Her daughter, Jody, is CEO of Vulcan Inc. Her late husband, Kenneth S. Allen, was the longtime associate director of the University of Washington library system.
Faye Allen taught fourth grade for many years, and her family says former students used to stop her on the street to thank her for giving them a love of reading.
She was an avid sports fan, particularly of her son’s Seattle Seahawks and Portland Trail Blazers. In Portland, a basketball player once fell on her during a game, breaking her wrist. She wouldn’t leave, though, until the game was over.

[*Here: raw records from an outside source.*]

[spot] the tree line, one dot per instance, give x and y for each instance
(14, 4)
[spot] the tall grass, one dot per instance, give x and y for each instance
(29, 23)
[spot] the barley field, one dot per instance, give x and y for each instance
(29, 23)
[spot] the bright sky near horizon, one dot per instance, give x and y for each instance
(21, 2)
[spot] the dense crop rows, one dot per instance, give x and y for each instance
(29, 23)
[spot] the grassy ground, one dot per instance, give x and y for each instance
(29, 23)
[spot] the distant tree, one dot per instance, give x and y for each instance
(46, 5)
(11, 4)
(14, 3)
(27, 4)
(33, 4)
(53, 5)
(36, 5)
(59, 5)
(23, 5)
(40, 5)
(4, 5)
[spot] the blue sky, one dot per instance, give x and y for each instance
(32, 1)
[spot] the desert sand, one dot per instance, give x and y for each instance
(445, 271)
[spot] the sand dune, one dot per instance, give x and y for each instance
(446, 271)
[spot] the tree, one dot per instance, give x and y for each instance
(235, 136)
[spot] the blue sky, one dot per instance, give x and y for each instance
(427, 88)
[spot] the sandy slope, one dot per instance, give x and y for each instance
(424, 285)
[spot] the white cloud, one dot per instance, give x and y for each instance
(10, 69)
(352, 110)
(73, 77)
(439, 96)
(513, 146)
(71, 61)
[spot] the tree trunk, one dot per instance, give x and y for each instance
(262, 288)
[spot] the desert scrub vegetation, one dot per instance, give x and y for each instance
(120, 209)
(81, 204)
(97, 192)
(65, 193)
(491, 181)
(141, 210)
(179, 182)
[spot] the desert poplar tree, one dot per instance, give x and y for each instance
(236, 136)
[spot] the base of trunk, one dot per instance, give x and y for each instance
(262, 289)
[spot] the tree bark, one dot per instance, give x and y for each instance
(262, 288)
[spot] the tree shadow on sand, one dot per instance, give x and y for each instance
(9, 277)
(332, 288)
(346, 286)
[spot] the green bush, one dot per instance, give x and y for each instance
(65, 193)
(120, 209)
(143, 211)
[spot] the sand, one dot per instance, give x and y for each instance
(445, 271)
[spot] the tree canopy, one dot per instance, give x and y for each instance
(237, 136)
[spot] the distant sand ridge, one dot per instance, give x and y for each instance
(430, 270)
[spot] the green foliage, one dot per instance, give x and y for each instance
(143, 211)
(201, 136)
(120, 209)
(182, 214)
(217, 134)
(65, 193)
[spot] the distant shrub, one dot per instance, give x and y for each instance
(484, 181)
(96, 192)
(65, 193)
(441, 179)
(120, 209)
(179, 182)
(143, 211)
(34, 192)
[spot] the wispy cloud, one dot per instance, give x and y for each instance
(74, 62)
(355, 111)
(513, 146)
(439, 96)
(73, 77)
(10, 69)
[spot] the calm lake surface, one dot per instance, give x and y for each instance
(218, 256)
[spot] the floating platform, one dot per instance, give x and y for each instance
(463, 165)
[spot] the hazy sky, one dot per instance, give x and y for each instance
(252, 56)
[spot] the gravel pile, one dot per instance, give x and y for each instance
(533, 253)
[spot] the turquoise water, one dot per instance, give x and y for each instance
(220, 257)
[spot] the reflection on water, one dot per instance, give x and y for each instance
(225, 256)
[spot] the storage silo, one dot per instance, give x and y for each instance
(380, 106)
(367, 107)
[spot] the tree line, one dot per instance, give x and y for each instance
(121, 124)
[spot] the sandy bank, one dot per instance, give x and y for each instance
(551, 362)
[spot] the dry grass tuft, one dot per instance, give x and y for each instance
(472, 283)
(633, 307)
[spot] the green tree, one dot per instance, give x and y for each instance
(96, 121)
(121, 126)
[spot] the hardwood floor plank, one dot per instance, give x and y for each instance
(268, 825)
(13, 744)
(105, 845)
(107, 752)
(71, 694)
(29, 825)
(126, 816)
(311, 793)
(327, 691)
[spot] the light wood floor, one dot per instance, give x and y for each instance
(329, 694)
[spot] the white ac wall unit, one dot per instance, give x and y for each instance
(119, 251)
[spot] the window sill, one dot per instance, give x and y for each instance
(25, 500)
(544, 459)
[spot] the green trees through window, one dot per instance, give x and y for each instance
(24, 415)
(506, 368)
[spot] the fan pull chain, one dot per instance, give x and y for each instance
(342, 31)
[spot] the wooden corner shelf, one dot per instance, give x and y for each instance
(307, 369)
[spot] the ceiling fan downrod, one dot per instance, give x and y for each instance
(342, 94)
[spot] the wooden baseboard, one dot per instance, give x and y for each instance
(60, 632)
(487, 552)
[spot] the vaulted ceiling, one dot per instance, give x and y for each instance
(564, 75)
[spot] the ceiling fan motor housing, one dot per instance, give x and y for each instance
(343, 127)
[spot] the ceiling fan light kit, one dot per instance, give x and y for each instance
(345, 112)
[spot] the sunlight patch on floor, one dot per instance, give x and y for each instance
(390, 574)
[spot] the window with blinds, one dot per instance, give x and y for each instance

She was born in Carnegie, Okla., and grew up with four older brothers. As a young woman, she worked nights at a local library.
At Anadarko High School, in 1940, Faye Allen was named “All-Around Girl,” the highest honor the school bestowed. That year’s “All-Around Boy” was her future husband.
The children’s center at Seattle Public Library’s downtown central library is named for her, as is a center for visual arts at the University of Washington’s Henry Art Gallery.
Caring for his mother helped inspire Paul Allen to create the Allen Institute for Brain Science. Allen says his mother’s illness fueled his drive to fund research in the field that might someday lead to a breakthrough in treatment of Alzheimer’s and other genetic brain disorders and diseases.